Recently I attended the GAIN 2023 conference, an event dedicated to business-to-government (B2G) marketing. I’ve attended GAIN since it began in 2016, sponsored by Government Marketing University. In 2021 GovExec purchased GMarkU and produced this year’s event.
Attendance seemed strong and fully recovered from depressed pandemic levels. Many of the speakers and presentations were excellent. I can’t do the whole show justice, but here are some useful GAIN 2023 nuggets that stood out to me. Plus some links if you’d like to explore further.
The opening presentation was on Artificial Intelligence and how to use it to become a next-generation government marketer. Paul Roetzer of the AI Marketing Institute gave a talk that was a mixture of thought-provoking predictions and practical AI tips. Such as:
• ChatGPT is just the tip of iceberg. 80% of KW will be intelligently automated to some degree in 1-2 years.
• How to best start experimenting with AI? Problem-based vs. Use Case model. Problem-based is using AI to solve known pain point, use case is quick-win pilot project, must be data driven, repetitive, predictive and generative.
•There are so many new tools to try! ChatGPT now includes DALLE-3, Imagen, new AI features added to Zoom, Runwayml.com, descript.com, Microsoft CoPilot.
Well-known B2G practitioners Lisa Sherwin Wulf and Monica Mayk shared their perspectives on making the most of your B2G marketing resources and budget.
•Timelines and measures of B2B vs. B2G success are very different – align with Sales and Marketing on KPI from beginning, know corporate rules, operational vs. campaign funds, find money from other departments and projects – OPM stands for other people’s money
•Park money with partners and vendors
•Know your tech stack and KPIs
•Hire internal when you can, keep stable of freelancers and vendors
•Leverage corporate PMMs who want to learn PS
•Remember that industry expertise is costly but critical
Allan Rubin and Guy Timberlake shared a detailed methodology for understanding the federal buying journey.

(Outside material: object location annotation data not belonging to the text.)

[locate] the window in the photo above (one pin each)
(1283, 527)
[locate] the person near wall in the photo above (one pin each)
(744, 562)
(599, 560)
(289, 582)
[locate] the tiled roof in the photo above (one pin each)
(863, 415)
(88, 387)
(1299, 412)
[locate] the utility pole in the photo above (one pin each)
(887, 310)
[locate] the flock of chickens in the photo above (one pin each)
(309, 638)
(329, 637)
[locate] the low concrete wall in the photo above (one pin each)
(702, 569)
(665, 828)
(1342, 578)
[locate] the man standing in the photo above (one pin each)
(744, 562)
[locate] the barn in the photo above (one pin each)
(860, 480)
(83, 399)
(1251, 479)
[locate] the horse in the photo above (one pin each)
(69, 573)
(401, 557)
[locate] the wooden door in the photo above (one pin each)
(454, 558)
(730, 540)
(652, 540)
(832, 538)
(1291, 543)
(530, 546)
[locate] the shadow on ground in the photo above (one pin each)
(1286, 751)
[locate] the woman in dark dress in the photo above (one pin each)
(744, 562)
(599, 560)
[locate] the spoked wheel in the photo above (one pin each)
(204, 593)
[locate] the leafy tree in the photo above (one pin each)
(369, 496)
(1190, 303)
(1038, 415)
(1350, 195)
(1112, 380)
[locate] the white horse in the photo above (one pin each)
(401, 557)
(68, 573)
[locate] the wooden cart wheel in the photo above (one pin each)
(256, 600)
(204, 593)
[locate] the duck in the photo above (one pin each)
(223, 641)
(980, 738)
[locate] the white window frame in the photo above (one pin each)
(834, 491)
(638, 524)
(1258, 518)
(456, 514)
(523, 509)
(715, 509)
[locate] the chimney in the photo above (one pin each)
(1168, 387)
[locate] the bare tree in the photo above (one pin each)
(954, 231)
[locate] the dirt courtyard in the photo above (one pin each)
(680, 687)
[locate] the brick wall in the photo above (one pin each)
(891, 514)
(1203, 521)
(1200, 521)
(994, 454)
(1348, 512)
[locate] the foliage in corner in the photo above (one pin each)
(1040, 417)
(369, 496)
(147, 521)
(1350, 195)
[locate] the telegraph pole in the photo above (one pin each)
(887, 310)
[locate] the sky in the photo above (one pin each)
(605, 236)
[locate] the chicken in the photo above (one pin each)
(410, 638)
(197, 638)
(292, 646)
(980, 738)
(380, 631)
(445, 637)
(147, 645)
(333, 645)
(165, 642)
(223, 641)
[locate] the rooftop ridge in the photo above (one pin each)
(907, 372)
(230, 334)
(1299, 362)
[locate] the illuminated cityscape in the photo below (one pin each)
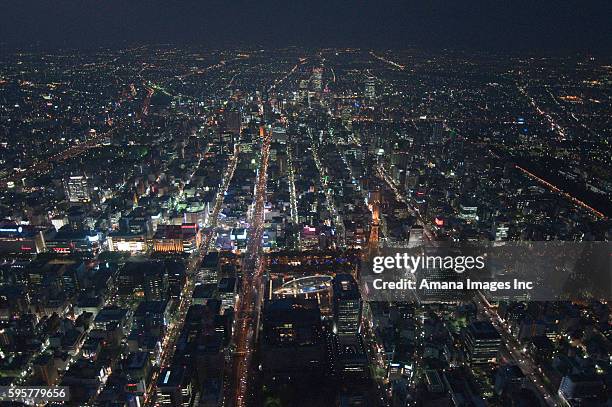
(187, 225)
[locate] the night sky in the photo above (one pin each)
(488, 25)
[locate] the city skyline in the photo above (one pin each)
(265, 204)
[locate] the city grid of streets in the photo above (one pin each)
(249, 170)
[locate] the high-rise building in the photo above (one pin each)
(482, 342)
(347, 306)
(155, 282)
(292, 340)
(370, 88)
(78, 189)
(174, 387)
(436, 132)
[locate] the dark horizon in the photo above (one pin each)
(550, 27)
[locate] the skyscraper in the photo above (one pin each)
(78, 189)
(347, 306)
(370, 88)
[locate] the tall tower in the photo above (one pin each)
(374, 205)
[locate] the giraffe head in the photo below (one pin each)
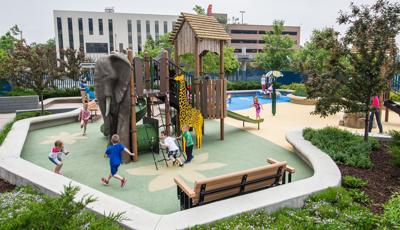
(179, 78)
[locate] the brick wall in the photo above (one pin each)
(11, 104)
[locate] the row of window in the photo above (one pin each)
(293, 33)
(97, 47)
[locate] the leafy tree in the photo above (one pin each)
(362, 64)
(34, 66)
(199, 10)
(278, 49)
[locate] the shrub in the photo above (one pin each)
(353, 182)
(391, 214)
(342, 146)
(24, 209)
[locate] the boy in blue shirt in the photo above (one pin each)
(114, 152)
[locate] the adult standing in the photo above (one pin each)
(375, 110)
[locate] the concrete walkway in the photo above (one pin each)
(5, 118)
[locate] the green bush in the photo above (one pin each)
(333, 208)
(353, 182)
(394, 147)
(25, 209)
(391, 214)
(49, 93)
(342, 146)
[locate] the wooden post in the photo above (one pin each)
(165, 75)
(221, 76)
(147, 82)
(133, 109)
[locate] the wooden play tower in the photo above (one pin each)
(199, 34)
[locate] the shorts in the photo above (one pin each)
(114, 169)
(173, 153)
(56, 161)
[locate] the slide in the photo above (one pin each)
(243, 118)
(395, 107)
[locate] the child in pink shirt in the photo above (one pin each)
(84, 116)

The 7-Step process from the Defense Acquisition University helps marketers know when to engage federal decision-makers with their content and differentiators.
•GET IN FRONT – if you wait until the opportunity is announced (RFP stage), you’re already at step 5
•Understand the DAU 7-Step process
•Become familiar with the Shipley Method
•Share informative, vendor-agnostic info throughout the entire process, builds trust and differentiates
Aaron Heffron then shared some research on the media habits of the public sector buyer. Aaron is, President of Research and Forecasting at GovExec, and formerly President of Market Connections before its purchase by GovExec in 2022. Most of the information was familiar to those who purchased the M4PS research earlier this year, but there were some interesting items.

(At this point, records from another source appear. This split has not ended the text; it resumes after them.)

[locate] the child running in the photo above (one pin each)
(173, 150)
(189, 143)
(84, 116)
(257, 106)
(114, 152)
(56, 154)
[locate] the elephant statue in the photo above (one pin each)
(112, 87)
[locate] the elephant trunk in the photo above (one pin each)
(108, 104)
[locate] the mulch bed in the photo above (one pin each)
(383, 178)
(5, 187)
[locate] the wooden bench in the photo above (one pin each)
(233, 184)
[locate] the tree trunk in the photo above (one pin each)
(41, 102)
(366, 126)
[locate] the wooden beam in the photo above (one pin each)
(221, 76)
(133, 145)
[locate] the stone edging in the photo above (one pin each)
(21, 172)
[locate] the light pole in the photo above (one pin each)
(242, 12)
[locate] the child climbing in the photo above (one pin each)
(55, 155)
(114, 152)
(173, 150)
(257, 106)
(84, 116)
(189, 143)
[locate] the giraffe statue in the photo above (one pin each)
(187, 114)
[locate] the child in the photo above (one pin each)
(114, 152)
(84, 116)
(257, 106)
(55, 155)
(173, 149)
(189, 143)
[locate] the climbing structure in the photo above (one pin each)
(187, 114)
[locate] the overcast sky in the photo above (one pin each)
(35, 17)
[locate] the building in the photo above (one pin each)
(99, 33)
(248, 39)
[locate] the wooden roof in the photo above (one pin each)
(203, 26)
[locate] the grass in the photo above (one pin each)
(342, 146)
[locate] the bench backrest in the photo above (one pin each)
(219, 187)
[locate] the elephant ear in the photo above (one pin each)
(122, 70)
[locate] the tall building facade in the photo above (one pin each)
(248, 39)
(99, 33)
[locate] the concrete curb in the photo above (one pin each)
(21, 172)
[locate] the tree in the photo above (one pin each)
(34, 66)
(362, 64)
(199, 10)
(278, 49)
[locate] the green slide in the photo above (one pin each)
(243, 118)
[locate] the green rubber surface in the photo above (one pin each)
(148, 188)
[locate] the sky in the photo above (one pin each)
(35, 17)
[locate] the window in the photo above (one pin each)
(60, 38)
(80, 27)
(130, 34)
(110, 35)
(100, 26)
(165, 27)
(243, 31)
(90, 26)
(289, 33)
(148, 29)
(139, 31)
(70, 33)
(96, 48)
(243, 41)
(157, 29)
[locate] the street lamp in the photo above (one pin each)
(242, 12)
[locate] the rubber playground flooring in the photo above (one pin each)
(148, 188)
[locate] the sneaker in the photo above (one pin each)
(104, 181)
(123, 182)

•Drive time is back, and WTOP is #1
•Customer testimonials way down in credibility – not known was has caused this, perhaps poor quality or overuse?
•Newsletters are big in SLED
•66% feds listen to podcasts, up from 56% in 2022
•GovExec top digital site for 38% of civilian and 39% of Defense
Juliana Slye of B2G strategy firm GBR and Molly Tomevi of Carahsoft did a presentation on the Government Buyer’s Journey. Spoiler alert – it’s long.

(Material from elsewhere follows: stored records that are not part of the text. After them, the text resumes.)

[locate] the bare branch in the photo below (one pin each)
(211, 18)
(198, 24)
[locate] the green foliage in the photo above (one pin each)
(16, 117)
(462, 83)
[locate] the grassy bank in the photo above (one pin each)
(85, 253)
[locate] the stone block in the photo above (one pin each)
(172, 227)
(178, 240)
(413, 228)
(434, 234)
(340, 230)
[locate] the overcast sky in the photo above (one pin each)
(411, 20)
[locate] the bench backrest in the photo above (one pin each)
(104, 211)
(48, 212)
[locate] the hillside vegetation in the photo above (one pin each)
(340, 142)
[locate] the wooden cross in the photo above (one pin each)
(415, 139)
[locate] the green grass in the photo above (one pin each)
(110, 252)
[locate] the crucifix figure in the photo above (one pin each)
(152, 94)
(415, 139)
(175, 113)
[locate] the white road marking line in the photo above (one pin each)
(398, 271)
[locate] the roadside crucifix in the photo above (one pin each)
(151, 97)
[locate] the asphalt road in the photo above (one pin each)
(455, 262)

•Something must first happen that knocks government out of status quo before it wants to make a purchase
•Process takes at least 12-18 months
•According to Forrester – 13 pieces of content consumed for a B2B purchase, 27 touchpoints for B2G
•A MQL does not become a SQL until step 16-17
•44% of millennials want a purely digital sales experience, no humans (Gartner)
Finally, it wouldn’t be GAIN without a lot of networking with peers and prospects. Hope these nuggets are helpful and see you there next year!